Ahok heran lahan kampung deret mendadak disorot jelang Pilpres

Ahok menantang BPK mengaudit lebih dalam kondisi keuangan di Jakarta.

Fikri Faqih
Oleh Fikri Faqih - Reporter
Ahok heran lahan kampung deret mendadak disorot jelang Pilpres
proyek kampung deret petogogan. ©2014 merdeka.com/muhammad lutfhi rahman

Dalam Laporan Hasil Pemeriksaan (LHP) atas Laporan Keuangan (LK) DKI Tahun Anggaran 2013, BPK RI menemukan banyak penyimpangan dalam program penataan kampung deret. Meski menerima, Pelaksana Tugas Gubernur DKI Jakarta, Basuki Tjahaja Purnama, mengaku heran kenapa masalah itu baru terendus sekarang."Makanya saya mempertanyakan BPK, kenapa di zaman pilpres ini cuma nyerangnya KJP sama temuan kampung deret?

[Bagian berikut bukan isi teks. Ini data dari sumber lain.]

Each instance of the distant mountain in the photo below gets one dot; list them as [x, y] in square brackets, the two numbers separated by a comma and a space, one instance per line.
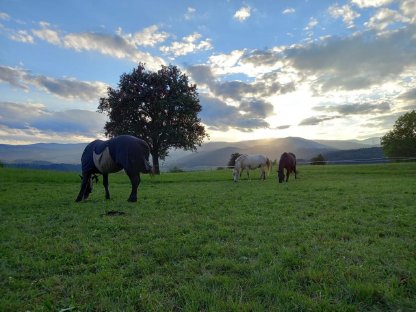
[362, 155]
[209, 155]
[50, 152]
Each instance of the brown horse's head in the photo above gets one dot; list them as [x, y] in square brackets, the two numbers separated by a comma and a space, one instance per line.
[281, 176]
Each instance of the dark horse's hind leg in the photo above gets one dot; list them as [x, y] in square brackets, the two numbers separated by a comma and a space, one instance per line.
[135, 181]
[85, 181]
[105, 183]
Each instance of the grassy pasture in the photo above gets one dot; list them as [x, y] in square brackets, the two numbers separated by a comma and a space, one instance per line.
[340, 238]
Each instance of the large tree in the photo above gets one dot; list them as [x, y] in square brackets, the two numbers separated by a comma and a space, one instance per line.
[160, 107]
[401, 140]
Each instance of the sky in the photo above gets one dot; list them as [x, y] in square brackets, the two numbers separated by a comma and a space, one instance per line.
[336, 70]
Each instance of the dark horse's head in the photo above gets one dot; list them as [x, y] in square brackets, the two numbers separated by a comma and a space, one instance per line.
[90, 185]
[281, 175]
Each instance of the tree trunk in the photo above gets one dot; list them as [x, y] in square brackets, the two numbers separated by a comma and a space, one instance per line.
[155, 157]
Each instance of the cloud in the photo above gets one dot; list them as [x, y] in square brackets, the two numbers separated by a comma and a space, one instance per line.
[118, 45]
[35, 117]
[190, 13]
[149, 36]
[313, 22]
[49, 35]
[355, 62]
[242, 14]
[371, 3]
[345, 12]
[409, 96]
[356, 109]
[265, 86]
[68, 88]
[4, 16]
[22, 36]
[217, 115]
[408, 8]
[189, 44]
[288, 11]
[316, 120]
[384, 18]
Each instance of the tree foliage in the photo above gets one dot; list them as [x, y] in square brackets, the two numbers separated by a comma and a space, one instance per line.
[401, 140]
[160, 107]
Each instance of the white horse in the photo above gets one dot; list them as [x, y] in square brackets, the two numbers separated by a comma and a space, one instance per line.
[251, 162]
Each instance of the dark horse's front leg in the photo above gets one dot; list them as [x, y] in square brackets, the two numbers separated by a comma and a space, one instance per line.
[105, 183]
[135, 181]
[84, 185]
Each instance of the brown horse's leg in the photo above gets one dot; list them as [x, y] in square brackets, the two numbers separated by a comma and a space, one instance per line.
[135, 181]
[85, 180]
[105, 183]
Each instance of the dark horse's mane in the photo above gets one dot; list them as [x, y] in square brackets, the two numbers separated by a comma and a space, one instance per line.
[284, 159]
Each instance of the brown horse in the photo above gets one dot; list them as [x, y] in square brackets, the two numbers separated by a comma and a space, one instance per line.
[288, 162]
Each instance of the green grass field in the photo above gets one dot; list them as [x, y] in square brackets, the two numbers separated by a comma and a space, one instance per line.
[339, 238]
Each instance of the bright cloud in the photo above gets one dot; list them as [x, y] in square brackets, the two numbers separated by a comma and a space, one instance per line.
[26, 119]
[242, 14]
[289, 11]
[345, 12]
[68, 88]
[189, 44]
[370, 3]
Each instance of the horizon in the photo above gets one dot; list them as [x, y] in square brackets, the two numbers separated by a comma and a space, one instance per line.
[327, 70]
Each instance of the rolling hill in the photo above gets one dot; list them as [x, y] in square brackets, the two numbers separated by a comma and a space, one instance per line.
[209, 155]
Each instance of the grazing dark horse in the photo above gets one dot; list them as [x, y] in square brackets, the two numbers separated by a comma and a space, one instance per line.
[288, 162]
[104, 157]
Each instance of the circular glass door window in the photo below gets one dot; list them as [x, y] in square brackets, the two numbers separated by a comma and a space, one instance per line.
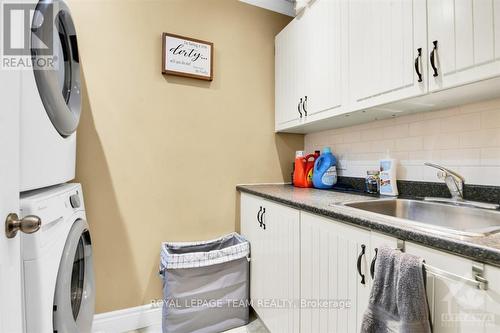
[58, 82]
[74, 296]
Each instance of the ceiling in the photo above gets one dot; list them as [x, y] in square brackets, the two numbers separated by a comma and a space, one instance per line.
[285, 7]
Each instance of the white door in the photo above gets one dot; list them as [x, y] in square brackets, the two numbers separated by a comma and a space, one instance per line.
[324, 61]
[10, 262]
[250, 211]
[465, 38]
[287, 107]
[336, 290]
[281, 276]
[387, 50]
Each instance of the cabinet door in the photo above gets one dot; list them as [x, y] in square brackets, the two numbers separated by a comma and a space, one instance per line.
[467, 33]
[329, 276]
[385, 37]
[251, 230]
[321, 49]
[454, 305]
[282, 249]
[287, 76]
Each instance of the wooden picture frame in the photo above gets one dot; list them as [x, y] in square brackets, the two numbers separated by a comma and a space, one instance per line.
[180, 53]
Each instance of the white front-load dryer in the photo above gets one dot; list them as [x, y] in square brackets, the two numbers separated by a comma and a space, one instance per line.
[50, 98]
[58, 276]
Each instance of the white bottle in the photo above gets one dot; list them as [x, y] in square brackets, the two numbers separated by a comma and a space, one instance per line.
[388, 182]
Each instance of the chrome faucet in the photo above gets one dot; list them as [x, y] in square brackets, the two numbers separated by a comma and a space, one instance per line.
[453, 180]
[455, 183]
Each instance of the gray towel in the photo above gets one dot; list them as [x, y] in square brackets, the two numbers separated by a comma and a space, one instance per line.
[398, 302]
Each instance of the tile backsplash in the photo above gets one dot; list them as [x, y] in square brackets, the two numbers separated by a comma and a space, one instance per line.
[465, 139]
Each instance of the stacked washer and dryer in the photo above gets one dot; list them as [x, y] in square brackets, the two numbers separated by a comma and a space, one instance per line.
[57, 265]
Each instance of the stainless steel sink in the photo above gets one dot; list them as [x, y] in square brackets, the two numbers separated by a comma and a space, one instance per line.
[438, 217]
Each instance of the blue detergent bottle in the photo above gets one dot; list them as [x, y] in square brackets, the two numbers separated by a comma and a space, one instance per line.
[325, 170]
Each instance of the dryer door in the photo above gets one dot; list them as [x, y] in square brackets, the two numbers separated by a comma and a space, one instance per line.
[58, 86]
[74, 297]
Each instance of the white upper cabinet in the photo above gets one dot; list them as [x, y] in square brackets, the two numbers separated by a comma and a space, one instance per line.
[309, 71]
[322, 47]
[345, 62]
[387, 50]
[286, 76]
[464, 41]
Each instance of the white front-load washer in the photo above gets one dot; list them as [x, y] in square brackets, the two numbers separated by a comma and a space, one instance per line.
[50, 98]
[58, 276]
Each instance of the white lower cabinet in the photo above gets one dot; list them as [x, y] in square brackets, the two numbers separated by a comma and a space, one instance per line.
[274, 266]
[313, 261]
[329, 277]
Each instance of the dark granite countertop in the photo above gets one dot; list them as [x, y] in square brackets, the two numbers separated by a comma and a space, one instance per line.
[329, 204]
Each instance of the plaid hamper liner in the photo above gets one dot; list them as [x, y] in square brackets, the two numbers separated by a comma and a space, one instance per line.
[205, 285]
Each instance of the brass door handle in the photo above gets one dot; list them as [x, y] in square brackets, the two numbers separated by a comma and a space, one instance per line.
[28, 224]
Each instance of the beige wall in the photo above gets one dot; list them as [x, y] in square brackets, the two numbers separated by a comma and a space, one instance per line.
[159, 156]
[465, 138]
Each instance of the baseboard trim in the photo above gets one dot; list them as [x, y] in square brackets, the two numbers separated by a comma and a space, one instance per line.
[125, 320]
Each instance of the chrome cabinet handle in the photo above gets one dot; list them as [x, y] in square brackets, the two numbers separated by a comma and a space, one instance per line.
[28, 224]
[262, 223]
[417, 64]
[372, 266]
[258, 216]
[363, 247]
[433, 59]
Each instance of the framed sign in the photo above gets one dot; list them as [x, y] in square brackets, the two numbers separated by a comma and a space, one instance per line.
[188, 57]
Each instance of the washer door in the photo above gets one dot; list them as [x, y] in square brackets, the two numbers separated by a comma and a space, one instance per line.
[74, 297]
[59, 87]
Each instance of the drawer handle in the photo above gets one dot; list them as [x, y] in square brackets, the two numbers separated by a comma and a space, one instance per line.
[258, 216]
[417, 64]
[363, 247]
[372, 266]
[433, 59]
[262, 224]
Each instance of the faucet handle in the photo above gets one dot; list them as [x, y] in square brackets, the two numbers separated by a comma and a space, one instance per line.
[445, 172]
[441, 174]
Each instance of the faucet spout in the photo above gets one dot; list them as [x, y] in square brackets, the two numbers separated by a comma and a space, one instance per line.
[452, 179]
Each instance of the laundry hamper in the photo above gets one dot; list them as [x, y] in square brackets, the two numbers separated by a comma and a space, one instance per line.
[205, 285]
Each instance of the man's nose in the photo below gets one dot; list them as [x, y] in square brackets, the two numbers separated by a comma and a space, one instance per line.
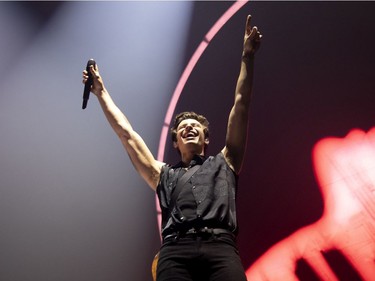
[188, 127]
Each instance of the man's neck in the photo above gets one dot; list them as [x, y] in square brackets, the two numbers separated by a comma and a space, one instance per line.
[187, 157]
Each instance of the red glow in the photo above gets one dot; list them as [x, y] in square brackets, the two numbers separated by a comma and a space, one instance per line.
[345, 170]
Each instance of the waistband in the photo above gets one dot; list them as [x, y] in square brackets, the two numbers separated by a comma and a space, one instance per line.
[199, 232]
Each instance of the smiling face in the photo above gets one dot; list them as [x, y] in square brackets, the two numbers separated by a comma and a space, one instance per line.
[190, 133]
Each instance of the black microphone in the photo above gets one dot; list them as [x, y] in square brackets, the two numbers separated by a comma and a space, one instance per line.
[88, 84]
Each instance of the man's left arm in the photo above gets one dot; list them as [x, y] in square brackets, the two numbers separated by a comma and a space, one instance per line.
[236, 138]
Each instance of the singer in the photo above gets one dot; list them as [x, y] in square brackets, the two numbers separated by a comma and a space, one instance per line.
[197, 195]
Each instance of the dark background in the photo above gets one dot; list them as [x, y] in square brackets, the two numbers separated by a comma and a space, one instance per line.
[71, 205]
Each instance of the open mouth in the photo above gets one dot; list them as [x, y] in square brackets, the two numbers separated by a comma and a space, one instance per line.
[189, 135]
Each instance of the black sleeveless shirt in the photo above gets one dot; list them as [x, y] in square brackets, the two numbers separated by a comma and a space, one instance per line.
[206, 200]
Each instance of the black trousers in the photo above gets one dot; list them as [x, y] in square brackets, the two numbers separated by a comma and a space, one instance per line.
[197, 258]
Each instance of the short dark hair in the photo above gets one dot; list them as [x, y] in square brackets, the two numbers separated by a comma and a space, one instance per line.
[189, 115]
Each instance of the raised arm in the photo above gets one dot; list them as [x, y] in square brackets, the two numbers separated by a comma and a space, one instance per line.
[143, 160]
[235, 144]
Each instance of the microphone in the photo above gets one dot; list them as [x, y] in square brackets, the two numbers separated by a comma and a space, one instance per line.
[88, 84]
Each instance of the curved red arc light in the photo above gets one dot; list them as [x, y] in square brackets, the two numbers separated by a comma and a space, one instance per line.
[188, 70]
[185, 76]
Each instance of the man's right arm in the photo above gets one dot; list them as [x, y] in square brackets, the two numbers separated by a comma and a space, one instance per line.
[140, 155]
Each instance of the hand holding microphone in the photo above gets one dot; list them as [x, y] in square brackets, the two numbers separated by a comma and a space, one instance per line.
[88, 83]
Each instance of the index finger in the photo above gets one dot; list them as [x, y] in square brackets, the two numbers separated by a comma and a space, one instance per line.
[248, 24]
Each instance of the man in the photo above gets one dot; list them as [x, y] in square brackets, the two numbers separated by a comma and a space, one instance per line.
[197, 196]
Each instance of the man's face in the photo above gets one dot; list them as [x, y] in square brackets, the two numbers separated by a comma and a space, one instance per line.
[190, 135]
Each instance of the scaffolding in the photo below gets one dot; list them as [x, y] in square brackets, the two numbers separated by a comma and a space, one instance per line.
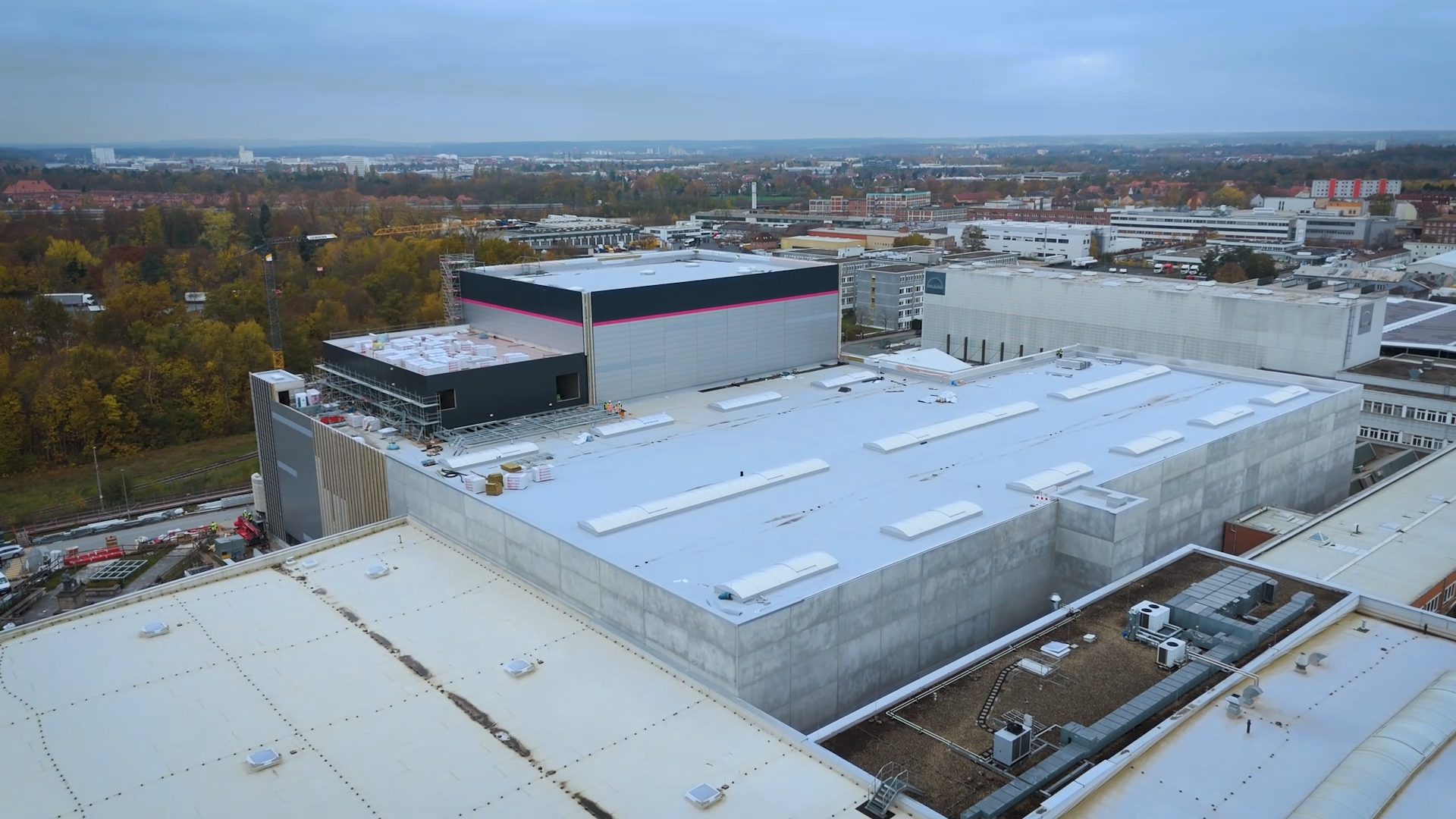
[416, 416]
[463, 439]
[450, 267]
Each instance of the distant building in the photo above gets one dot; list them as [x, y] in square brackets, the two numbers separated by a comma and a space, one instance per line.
[1353, 188]
[896, 205]
[889, 295]
[356, 165]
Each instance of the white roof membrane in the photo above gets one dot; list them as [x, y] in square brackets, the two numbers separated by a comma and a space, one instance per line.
[929, 521]
[1082, 391]
[1049, 479]
[701, 496]
[952, 426]
[727, 404]
[1220, 417]
[1147, 444]
[777, 576]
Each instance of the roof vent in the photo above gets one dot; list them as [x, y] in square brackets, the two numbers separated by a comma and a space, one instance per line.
[519, 668]
[641, 423]
[948, 428]
[1279, 395]
[702, 496]
[777, 576]
[849, 376]
[1147, 444]
[1222, 416]
[1082, 391]
[727, 404]
[912, 528]
[1050, 479]
[155, 629]
[264, 758]
[704, 796]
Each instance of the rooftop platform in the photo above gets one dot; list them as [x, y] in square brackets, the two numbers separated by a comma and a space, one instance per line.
[669, 267]
[1097, 676]
[1210, 289]
[1420, 325]
[1391, 541]
[1308, 736]
[705, 487]
[457, 347]
[383, 698]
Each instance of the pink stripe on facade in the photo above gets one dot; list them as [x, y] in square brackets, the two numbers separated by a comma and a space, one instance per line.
[718, 308]
[522, 312]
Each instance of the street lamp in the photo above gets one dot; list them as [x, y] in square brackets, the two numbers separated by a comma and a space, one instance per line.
[101, 499]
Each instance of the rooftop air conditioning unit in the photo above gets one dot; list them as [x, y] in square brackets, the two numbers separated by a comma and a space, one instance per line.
[1011, 745]
[1172, 653]
[1150, 615]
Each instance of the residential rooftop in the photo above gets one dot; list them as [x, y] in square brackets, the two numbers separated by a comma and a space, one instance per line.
[386, 697]
[1391, 541]
[1098, 673]
[669, 267]
[667, 494]
[1312, 741]
[1419, 325]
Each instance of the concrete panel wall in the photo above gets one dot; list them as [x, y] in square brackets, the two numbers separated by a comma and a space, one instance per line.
[657, 354]
[555, 334]
[1302, 337]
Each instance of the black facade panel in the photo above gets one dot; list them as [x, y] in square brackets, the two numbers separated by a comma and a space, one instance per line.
[688, 297]
[522, 295]
[484, 394]
[297, 474]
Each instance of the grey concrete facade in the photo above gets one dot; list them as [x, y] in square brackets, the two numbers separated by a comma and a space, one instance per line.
[819, 659]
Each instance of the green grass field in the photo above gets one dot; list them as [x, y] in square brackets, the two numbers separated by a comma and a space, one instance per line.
[24, 497]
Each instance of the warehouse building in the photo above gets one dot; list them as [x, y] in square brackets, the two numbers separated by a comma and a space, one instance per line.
[820, 539]
[383, 673]
[1273, 327]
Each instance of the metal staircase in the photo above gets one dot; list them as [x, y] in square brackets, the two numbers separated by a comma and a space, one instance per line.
[892, 781]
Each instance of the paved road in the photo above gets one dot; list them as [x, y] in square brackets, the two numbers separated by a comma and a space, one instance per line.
[130, 535]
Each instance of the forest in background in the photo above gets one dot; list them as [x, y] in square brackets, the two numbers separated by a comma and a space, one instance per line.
[147, 373]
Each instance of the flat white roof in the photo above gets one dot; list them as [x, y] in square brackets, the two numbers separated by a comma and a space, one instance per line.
[667, 267]
[1250, 290]
[1298, 732]
[843, 507]
[102, 723]
[1392, 541]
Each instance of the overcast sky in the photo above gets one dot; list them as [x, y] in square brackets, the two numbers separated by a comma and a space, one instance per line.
[457, 71]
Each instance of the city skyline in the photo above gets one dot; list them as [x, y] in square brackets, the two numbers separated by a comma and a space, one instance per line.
[463, 74]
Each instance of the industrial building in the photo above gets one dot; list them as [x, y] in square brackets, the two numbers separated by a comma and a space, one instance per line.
[1272, 327]
[823, 537]
[1392, 541]
[383, 673]
[1199, 687]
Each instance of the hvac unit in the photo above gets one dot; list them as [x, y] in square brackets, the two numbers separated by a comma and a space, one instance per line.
[1074, 363]
[1150, 615]
[1172, 653]
[1011, 744]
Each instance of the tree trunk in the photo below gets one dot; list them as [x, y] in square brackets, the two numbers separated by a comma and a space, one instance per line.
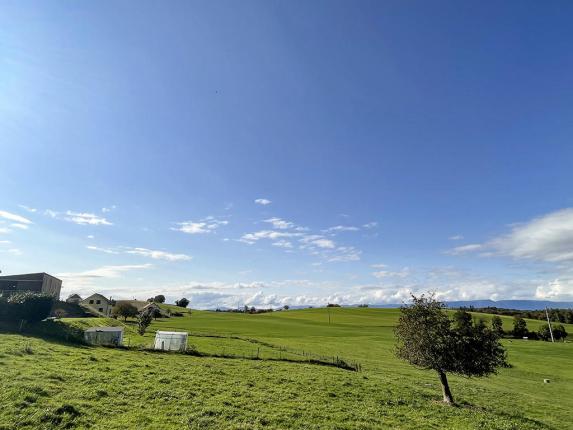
[446, 388]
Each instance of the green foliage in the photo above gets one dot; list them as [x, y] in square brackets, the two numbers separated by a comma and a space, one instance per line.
[519, 327]
[143, 320]
[559, 332]
[497, 326]
[26, 305]
[125, 310]
[159, 298]
[427, 338]
[182, 303]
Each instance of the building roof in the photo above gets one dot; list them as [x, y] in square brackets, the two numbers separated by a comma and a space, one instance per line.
[97, 295]
[108, 329]
[28, 276]
[172, 333]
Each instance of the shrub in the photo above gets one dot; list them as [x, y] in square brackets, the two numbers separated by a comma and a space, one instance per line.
[428, 339]
[160, 298]
[143, 321]
[519, 327]
[497, 326]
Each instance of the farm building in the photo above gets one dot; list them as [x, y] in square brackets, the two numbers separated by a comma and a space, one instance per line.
[98, 303]
[74, 298]
[35, 282]
[171, 340]
[109, 336]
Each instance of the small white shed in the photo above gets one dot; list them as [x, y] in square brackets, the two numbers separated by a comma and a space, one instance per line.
[171, 340]
[109, 336]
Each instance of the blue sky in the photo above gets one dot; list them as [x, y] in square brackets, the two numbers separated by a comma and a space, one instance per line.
[280, 152]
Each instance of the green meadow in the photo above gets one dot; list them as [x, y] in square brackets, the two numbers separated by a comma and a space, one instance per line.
[256, 374]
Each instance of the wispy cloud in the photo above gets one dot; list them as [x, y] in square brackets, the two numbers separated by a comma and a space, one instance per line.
[548, 238]
[341, 228]
[28, 208]
[81, 279]
[80, 218]
[14, 217]
[204, 226]
[144, 252]
[465, 249]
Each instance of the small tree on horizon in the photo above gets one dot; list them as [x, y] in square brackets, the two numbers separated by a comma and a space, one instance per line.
[497, 325]
[426, 338]
[519, 327]
[143, 320]
[160, 298]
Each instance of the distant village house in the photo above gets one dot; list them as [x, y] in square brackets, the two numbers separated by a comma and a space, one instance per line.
[34, 282]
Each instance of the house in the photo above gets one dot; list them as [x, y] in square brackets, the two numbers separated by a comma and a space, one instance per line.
[99, 304]
[34, 282]
[143, 306]
[74, 298]
[110, 336]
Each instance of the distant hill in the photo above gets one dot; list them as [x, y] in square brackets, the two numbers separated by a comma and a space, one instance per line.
[522, 305]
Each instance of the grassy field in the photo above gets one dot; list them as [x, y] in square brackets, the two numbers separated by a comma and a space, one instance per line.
[49, 384]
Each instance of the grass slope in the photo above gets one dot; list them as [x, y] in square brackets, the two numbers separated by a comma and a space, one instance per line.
[55, 385]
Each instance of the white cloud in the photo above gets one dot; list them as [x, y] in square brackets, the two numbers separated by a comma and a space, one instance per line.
[464, 249]
[144, 252]
[324, 243]
[28, 209]
[204, 226]
[341, 228]
[100, 249]
[158, 255]
[279, 223]
[19, 226]
[548, 238]
[85, 218]
[283, 244]
[80, 218]
[14, 217]
[79, 279]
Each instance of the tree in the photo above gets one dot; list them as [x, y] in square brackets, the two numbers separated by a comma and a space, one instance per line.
[143, 320]
[519, 327]
[497, 325]
[159, 298]
[125, 310]
[60, 313]
[427, 338]
[182, 303]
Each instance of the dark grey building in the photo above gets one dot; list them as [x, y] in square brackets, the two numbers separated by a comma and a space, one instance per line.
[36, 282]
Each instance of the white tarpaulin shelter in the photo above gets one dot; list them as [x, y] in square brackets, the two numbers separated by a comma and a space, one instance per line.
[110, 336]
[171, 340]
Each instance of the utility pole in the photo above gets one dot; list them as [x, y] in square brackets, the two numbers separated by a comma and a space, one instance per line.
[549, 322]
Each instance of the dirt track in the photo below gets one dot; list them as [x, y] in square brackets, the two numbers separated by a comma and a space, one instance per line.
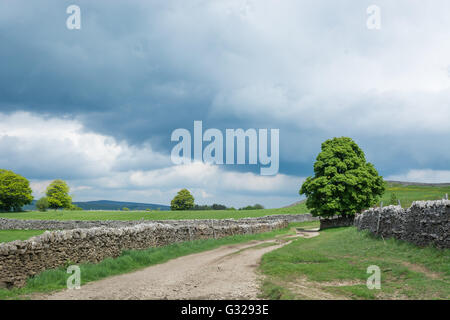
[228, 272]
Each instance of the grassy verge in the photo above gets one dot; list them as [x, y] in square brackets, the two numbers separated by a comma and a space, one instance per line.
[152, 215]
[408, 194]
[11, 235]
[334, 265]
[131, 260]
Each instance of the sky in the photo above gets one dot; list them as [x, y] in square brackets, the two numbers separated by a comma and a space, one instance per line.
[96, 106]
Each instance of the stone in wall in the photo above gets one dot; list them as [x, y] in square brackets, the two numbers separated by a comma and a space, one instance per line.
[424, 223]
[53, 249]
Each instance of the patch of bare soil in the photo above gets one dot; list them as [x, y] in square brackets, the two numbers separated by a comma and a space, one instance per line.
[228, 272]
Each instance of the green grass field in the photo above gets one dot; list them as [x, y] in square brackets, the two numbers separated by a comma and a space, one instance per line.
[152, 215]
[408, 194]
[11, 235]
[334, 265]
[132, 260]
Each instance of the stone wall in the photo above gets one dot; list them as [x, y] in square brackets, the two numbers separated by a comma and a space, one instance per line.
[424, 223]
[53, 249]
[19, 224]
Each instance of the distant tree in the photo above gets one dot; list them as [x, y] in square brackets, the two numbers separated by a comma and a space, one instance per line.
[58, 195]
[343, 183]
[255, 207]
[73, 207]
[216, 206]
[42, 204]
[393, 200]
[15, 191]
[182, 201]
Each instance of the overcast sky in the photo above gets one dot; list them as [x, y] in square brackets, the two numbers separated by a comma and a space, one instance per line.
[97, 106]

Kenapa yang Bantar Gebang Anda enggak ngomong?" kata Ahok saat ditemui di Balai Kota DKI, Jakarta, Senin (14/7).Sebenarnya, kata Ahok, di Jakarta ini cukup sulit menemukan yang mana lahan provinsi mana yang milik negara. Untuk itu, dia berharap Badan Pertahanan Nasional (BPN) siap duduk bersama dengan pemprov untuk meluruskan masalah ini."Itu juga persoalannya, kita mesti duduk bersama lagi. BPN memberikan prona sertifikat kepada masyarakat yang tidak mampu, itu di atas lahan negara enggak? Di tanah negara toh? Terus saya tanya, lahan negara sama lahan provinsi sama enggak? Beda. Itulah indonesia," beber Ahok."Kalau baca peta BPN, Monas itu lahan negara atau provinsi? Lahan negara, karena belum ada sertifikat. Itu yang terjadi di aturan negara ini. Sekarang kalau masyarakat tinggal di tanah negara, itu hak rakyat enggak? Iya. Jadi salahnya di mana?" sambungnya.Mengingat kejanggalan itu, Ahok tak bosan menantang BPK mengaudit lebih dalam kondisi keuangan di Jakarta."Makanya saya tantang BPK, audit yang lebih kejam. Anda audit. Kalau saya, pingin DKI dibikin disclaimer saja enggak dinyatakan pendapat, supaya provinsi, kabupaten, dan kota lain, tidak sama dengan standar kita, kita akan ribut. Suruh KPK periksa semua. Audit aja semua. Aku tantang BPK untuk audit yang lebih keras," pungkas Ahok.